There is a thread on the OpsMgr forum about the pros and cons of having the MPs directly imported in from the web catalogue in R2. Marnix Wolf has a good post about it that summarises the issue. One of the key ones being that it bypasses the manual which is needed in most cases to know how to configure the MP – RTFM. It is useful for me to download known MPs when I create a new installation but for a production environment change control is essential.
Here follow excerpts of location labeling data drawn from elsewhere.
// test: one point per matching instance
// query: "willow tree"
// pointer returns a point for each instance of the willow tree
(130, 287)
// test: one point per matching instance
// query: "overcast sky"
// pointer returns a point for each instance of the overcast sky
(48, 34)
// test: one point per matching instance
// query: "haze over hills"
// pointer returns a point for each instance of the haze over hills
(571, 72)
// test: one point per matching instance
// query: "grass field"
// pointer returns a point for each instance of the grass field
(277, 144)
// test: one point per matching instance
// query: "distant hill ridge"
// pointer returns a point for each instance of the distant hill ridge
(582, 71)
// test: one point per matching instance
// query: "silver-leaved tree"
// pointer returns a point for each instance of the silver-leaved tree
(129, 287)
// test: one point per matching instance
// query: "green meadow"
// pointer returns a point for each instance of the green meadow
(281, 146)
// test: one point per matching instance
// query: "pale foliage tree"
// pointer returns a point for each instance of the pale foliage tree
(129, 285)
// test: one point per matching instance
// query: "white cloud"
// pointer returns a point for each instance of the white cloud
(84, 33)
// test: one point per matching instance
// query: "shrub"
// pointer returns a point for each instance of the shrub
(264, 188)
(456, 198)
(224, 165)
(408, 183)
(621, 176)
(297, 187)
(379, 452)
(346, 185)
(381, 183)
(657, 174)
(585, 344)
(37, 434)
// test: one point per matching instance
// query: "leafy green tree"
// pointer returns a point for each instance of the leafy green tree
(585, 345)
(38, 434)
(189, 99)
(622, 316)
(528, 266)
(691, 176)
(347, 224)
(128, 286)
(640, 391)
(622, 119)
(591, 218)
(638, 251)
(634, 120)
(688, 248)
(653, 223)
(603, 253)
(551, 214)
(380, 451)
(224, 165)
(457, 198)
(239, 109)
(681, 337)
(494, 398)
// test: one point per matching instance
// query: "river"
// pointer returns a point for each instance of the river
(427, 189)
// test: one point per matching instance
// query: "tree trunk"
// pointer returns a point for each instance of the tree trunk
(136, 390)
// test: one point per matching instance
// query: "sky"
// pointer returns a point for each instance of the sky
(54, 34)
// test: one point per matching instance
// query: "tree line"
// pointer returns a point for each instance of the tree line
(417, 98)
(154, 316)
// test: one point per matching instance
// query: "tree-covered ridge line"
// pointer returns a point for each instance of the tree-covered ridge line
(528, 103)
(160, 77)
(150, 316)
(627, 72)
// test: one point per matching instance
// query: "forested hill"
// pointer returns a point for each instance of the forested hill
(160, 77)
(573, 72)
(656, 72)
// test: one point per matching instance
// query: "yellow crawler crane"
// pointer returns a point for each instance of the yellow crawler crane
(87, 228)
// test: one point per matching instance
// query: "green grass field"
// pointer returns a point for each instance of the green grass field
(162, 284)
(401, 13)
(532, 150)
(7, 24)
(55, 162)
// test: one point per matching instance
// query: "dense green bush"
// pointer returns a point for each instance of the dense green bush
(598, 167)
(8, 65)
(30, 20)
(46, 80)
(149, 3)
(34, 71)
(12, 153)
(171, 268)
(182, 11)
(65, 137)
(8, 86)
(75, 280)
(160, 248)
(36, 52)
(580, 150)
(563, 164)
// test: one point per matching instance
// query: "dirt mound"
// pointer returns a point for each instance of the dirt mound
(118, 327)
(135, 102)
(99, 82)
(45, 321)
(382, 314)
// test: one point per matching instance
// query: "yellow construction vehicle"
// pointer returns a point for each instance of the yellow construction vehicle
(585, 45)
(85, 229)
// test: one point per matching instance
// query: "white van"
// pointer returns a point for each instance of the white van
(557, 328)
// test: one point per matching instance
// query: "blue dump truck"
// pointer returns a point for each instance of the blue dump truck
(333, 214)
One of the other things that happens if you do not test it is that you could get flooded with alerts as I found out recently when importing the DFS MP at a customer site. Luckily I was not the one that received the 600 e-mails from the alerts created. In a new installation the agents are pushed out a few at a time and an MP is added and then tuned. So it is easier for new installation plus it is not in production yet so no-one is looking at the console and subscriptions have not been setup for e-mail alerts. If you have a system where all the agents are already out and it is in production then you need to be careful before importing a new MP. Here are some suggestions that I have developed or picked up from others that should be used to ensure a new MP does not create a flood of alerts.
Method 1 – Don’t Import
Just because you can import an MP does not mean that you should. If you are not interested in monitoring a particular area then why import the MP? I always say to customers that the only alerts that you should see in the console are actionable alerts otherwise the console gets cluttered as people rarely keep it tidy and the Ops guys start to discount the console as they see too many alerts which don’t mean anything to them.
Method 2 – Use Silect
Silect have been making MP Studio for years. It allows you to test an MP without actually deploying to tell you about what alerts would have been created. It does other stuff as well like tracking changes but the problem is that it does cost money which puts some customers off. But if you have invested in Operations Manager rather than one of the other expensive monitoring frameworks then you should have some spare money to buy this.
Method 3 – Create an override MP in test
This method assumes that you have a test environment. Even a single OpsMgr server in a virtual environment would do. With many versions of virtualisation being free (Virtual PC, Virtual Server, Hyper-V Server, VMWare Server, VMware ESXi and Citrix XenServer amongst others) and a 180 evaluation copy of OpsMgr being available most organisations should be able to set up a single server test.
OpsMgr allows you to multi home up to 4 management groups. When the agent is first deployed to a server it does the actual install. When you “install” the 2nd, 3rd and 4th agent it does not install another agent but creates new registry keys and keeps the rules from one management group separate from another. This means that you can push the agent out from your test server to servers that have the application of the MP you are testing and you can find out what alerts are created without those alerts (and potential subscription e-mails) going into the production console.
Now you can create an override MP for those alerts and when you import the MP into production you import your override MP in at the same time so that the MP is already tuned for production. You can then remove the agents from the test management groups until you need to do another test. This may not be feasible for some environments with strong change control as even deploying those reg keys as a 2nd agent is seen as a change that needs to go through the process.
Method 4 – Disable discoveries
Most MPs start discovery as soon as they are imported and so rules and monitors go to the agents and start running and creating alerts. New MPs like the Exchange 2007 MP for R2 are different. It only has a lightweight discovery that discovers the components. If you want these components actually managed then you have to switch them on which means that you can control the alerts coming out. I hope all future MPS use this method.
You can import the MP in and quickly try and do an override to disable discoveries but you may not be fast enough. Use a test environment like above and then import the MP into that. Create an override MP and disable discoveries. Created a group in this MP and switch on discoveries for this group. Now import the MP and override MP into production. You can now add agents one at a time into the group so that only a subset of servers are running the MP. This should help control the number of alerts that you see. As a new “agent” is not put on production servers then this is one less change control to do.
A couple of tools that you can use to help with this are Silect MP Studio Lite. This is a free cot down version that allows you to examine an MP file so you can see what discoveries, rules and monitors are in the MP. Boris Yanushpolsky from the Product Group created MP Viewer. The latest is version 1.7. This allows you to point to an XML or MP (without having to convert it to XML first) file and open it up to view the contents in a structured manner. Stefan Stranger keeps a good list of OpsMgr tools.
Examine the MP and decide whether or not you actually want to import it.
Read the MP Guide before importing the MP. You will find out what needs to be configured.
Use a tool to examine an MP before importing it. You will get an idea of the number of rules and monitors as well as discoveries in the MP.
Use one of the methods to above to reduce potential alerts before importing the MP. If you have the money Silect is a good way to go but otherwise method 3 is best as you are actually doing the tuning without impacting production.
Remember tuning is an ongoing activity and not a one off. You should have a process for it.